The owners of the cash registers, by local standards, are oligarchs. Many have servants. There were servants in all the cities where we stayed, except in Havana.

Market in Cienfuegos (Mercado Municipal):

On the main square. Che and bike taxi:

Moskvich has come far

Fortress of Castilla de Jagua.
There is a ferry from Pasacabayo (near Rancho Luna) to the fortress (I think it cost 20 local pesos). We left the car in a “Cuban-style guarded parking lot” for 1 kuk under the protection of a local horseman.
In the fortress they even gave us a Russian-speaking guide. Vanya really didn’t like the excursion at all and he and I amused ourselves with improvised materials - pebbles, since we didn’t have anything else with us.
Yura was lucky enough to lift the suspension bridge into the fortress with a rope. After that, he walked out on it very carefully :)

Ferry


Pioneers and a teacher in fishnet tights. There are a lot of girls in Cuba wearing miniskirts and tights. Employees at the airport at customs and passport control look especially cool in this form.
Pioneers! (Octobers wear blue ties, Pioneers wear red ties)

Botanical Garden (Jardin Botanico de Cienfuegos)
Located between Soledad points and San Anton is right next to the road.
There are a lot of plants, a large area, but there are no signs with names or diagrams, so we just walked around for an hour.
I really liked the bamboo.
Here's an interesting tree:

Unidentified fruits (very hard):

Alley of Palms:

Small palm:

In general the garden is not bad. But a year ago we were in the Botanical Garden in Rio de Janeiro, where there are paths, signs, and maps everywhere, so the Cuban version was clearly inferior.

El Nicho waterfall.
The waterfall is reached by a good road through the town of Cumanayagua, straight to the parking lot 200 meters from the waterfall.
There is another road, shorter, but bad and very steep (according to reviews on the forums and confirmed by the owners of our cash register). We immediately chose the first option.

On the way to El Nicho:

The waterfall is beautiful, there is a large swimming pool at the top with a good entrance and clear cold water.
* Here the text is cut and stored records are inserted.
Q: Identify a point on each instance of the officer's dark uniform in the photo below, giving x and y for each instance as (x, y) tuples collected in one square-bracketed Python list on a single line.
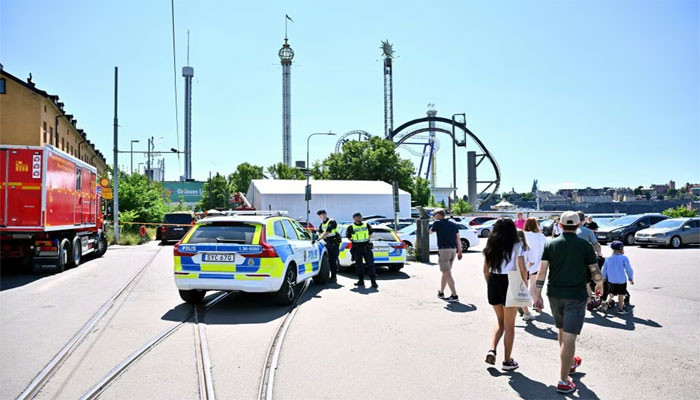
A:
[(362, 251), (332, 244)]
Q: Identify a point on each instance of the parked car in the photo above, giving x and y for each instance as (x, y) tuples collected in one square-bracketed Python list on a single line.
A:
[(484, 230), (480, 221), (624, 228), (248, 253), (388, 249), (176, 225), (673, 232), (467, 235)]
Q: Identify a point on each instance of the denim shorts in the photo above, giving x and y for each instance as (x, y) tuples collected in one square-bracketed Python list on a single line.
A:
[(568, 313)]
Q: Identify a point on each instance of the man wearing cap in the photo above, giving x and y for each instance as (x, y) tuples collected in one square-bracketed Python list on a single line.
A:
[(328, 231), (569, 258), (360, 234)]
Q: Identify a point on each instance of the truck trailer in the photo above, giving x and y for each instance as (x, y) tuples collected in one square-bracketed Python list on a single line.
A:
[(50, 215)]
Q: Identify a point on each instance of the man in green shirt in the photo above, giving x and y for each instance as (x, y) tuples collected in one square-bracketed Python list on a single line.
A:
[(568, 257)]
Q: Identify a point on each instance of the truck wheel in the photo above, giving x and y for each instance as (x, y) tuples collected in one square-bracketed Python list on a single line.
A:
[(285, 296), (395, 267), (676, 242), (101, 246), (193, 296), (76, 253), (63, 256), (323, 272)]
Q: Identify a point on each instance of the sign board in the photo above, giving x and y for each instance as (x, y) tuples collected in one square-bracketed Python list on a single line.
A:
[(187, 192)]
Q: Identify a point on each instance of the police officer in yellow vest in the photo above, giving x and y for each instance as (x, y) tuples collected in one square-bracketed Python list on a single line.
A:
[(360, 233), (328, 231)]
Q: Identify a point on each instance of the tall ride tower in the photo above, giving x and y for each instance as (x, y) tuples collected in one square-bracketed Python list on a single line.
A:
[(286, 55), (188, 73), (388, 53)]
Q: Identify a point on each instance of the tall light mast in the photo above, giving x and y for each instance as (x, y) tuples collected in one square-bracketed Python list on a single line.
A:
[(286, 55), (188, 73), (388, 53)]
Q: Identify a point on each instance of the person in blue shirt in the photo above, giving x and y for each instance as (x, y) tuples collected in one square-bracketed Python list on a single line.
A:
[(617, 271)]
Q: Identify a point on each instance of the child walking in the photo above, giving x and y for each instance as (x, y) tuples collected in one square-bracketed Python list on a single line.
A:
[(617, 271)]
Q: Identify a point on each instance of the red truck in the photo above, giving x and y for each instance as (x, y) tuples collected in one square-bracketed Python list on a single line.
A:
[(50, 216)]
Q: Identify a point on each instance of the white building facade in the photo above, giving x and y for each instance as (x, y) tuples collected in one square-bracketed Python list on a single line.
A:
[(340, 198)]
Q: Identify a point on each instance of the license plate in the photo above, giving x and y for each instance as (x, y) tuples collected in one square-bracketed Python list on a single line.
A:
[(227, 257)]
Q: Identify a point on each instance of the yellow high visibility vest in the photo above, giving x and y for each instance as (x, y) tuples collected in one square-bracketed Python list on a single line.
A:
[(360, 233)]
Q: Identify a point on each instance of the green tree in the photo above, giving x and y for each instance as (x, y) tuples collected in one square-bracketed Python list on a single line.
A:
[(239, 180), (680, 212), (143, 202), (284, 171), (420, 192), (215, 193), (375, 159), (461, 207)]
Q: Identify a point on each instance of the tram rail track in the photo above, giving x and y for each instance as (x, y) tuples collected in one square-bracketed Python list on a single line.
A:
[(67, 350)]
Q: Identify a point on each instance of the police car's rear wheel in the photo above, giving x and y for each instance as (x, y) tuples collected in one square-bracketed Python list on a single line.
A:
[(395, 267), (287, 292), (192, 296), (323, 272)]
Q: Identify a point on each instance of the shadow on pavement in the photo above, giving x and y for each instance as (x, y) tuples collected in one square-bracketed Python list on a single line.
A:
[(244, 308), (530, 389), (460, 307), (628, 323)]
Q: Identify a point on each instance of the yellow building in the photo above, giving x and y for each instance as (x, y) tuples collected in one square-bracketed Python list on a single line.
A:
[(30, 116)]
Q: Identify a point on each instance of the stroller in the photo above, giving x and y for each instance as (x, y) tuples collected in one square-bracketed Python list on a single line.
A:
[(603, 301)]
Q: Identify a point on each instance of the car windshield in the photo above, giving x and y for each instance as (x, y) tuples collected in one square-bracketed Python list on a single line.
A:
[(383, 235), (177, 218), (223, 233), (623, 221), (408, 230), (669, 223)]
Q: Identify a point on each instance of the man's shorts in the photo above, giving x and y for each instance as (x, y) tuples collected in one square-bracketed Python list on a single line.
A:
[(568, 313), (618, 289), (445, 258)]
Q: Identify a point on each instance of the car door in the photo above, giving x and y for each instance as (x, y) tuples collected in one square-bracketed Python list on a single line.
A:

El Nicho is located in the mountains of the province of Cienfuegos. The city of the same name is located on the Caribbean coast. The Guamuaya mountain range itself is also called the Escambray mountain range. The untouched landscape of the Escambray ridge attracts tourists with its incredibly pristine landscapes.

Here is the kingdom of deciduous trees, ferns, pines, tropical and subtropical plants. They all get along well in the El Nicho Nature Reserve.

The fabulous topography of the park is decorated with: waterfalls, natural pools, lagoons, rivers, streams. The protected area of ​​the reserve has great scientific value for Cuban botanists, zoologists, and ecologists.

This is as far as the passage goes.